Ketua Komisi I DPRD Pohuwato, Iwan Abay, menegaskan bahwa meski regulasi memberikan waktu hingga 30 hari bagi pemerintah daerah untuk menindaklanjuti hasil pleno Badan Permusyawaratan Desa (BPD), kondisi di lapangan dinilai membutuhkan langkah cepat dan tegas.
“Kalau memang proses ini sudah diyakini benar terjadi, apalagi kasus asusila ini sudah berproses di kepolisian, kenapa harus menunggu lama? Kita harus menjaga stabilitas desa dan pelayanan kepada masyarakat tetap berjalan,” ujar Iwan usai memimpin RDP.
Ia juga mengungkapkan, berdasarkan keterangan tokoh masyarakat dan unsur adat, dugaan pelecehan tersebut disebut tidak hanya terjadi satu kali dan diduga melibatkan korban yang berbeda-beda. Menurutnya, persoalan ini menyangkut moral seorang pemimpin desa yang seharusnya menjadi teladan bagi masyarakat.

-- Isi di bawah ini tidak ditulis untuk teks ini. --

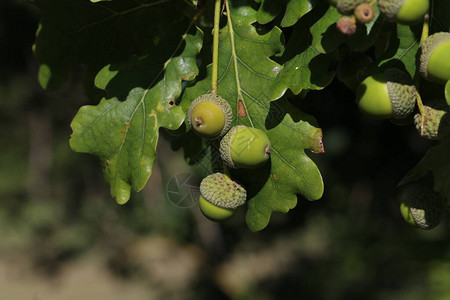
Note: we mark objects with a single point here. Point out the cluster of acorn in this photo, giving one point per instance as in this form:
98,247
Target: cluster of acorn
211,116
362,11
392,94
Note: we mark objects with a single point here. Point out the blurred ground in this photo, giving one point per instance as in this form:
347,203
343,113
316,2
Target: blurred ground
63,237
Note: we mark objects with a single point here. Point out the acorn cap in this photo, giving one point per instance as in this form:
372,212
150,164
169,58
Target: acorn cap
402,92
390,8
427,48
346,7
221,103
421,206
431,123
225,145
221,191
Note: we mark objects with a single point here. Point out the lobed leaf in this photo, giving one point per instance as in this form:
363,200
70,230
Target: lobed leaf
295,9
123,132
312,47
248,86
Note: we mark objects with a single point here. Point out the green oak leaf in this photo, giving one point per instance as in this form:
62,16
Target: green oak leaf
123,130
95,34
294,10
404,42
311,48
246,73
447,92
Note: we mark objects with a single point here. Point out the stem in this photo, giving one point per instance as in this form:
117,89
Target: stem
215,46
423,37
425,27
422,111
233,52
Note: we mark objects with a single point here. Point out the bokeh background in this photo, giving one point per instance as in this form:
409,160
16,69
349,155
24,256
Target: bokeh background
63,237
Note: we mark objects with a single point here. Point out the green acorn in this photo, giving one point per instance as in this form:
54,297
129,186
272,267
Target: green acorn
346,7
421,206
210,116
390,94
434,57
433,125
403,11
220,197
245,147
349,68
364,13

Sementara itu, Kepala Dinas Pemberdayaan Masyarakat dan Desa (PMD) Pohuwato, Kadir Amran, menyatakan pihaknya siap menindaklanjuti hasil pleno BPD Desa Buhu Jaya. Namun secara administratif, PMD masih menunggu dokumen resmi dari Sekretariat Daerah.

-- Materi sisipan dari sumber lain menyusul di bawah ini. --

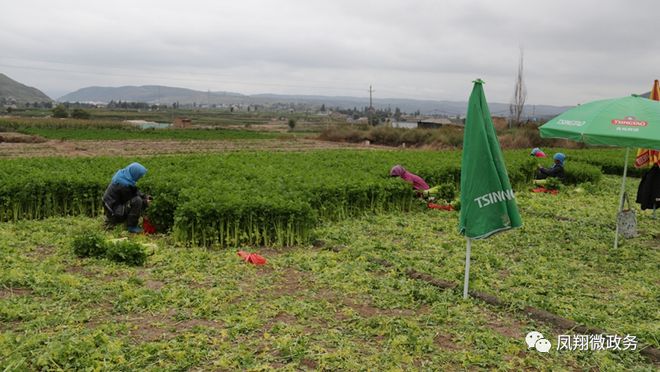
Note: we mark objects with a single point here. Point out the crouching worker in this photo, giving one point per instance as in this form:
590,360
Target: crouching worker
122,201
557,169
416,181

“Surat hasil rapat pleno BPD saat ini masih berada di bagian Sespro Kabupaten. Setelah ada disposisi ke PMD, itu akan menjadi dasar untuk menindaklanjuti prosedur pemberhentian, baik sementara maupun permanen, sesuai regulasi Undang-Undang Desa,” jelas Kadir.
Ia menambahkan, hingga kini oknum kepala desa tersebut masih berstatus aktif secara administratif karena belum adanya Surat Keputusan (SK) pemberhentian resmi dari Bupati Pohuwato.
Selain dugaan kasus asusila, dalam RDP tersebut juga mencuat dugaan penyelewengan dana desa sebesar kurang lebih Rp50 juta. DPRD pun meminta Inspektorat Daerah segera melakukan audit investigatif untuk memastikan ada atau tidaknya penyimpangan anggaran.
“Untuk persoalan anggaran, jalurnya melalui investigasi Inspektorat. Kami berharap ada penelusuran yang jelas. Jika terbukti terjadi penyimpangan, tentu harus ada sanksi yang diberikan pemerintah daerah,” tegas Iwan.
RDP tersebut turut dihadiri Camat Paguat, pengurus BPD Buhu Jaya, tokoh pemuda, serta unsur adat setempat. Seluruh pihak yang hadir disebut sepakat agar persoalan tersebut segera diputuskan demi mengembalikan norma sosial dan ketertiban di Desa Buhu Jaya.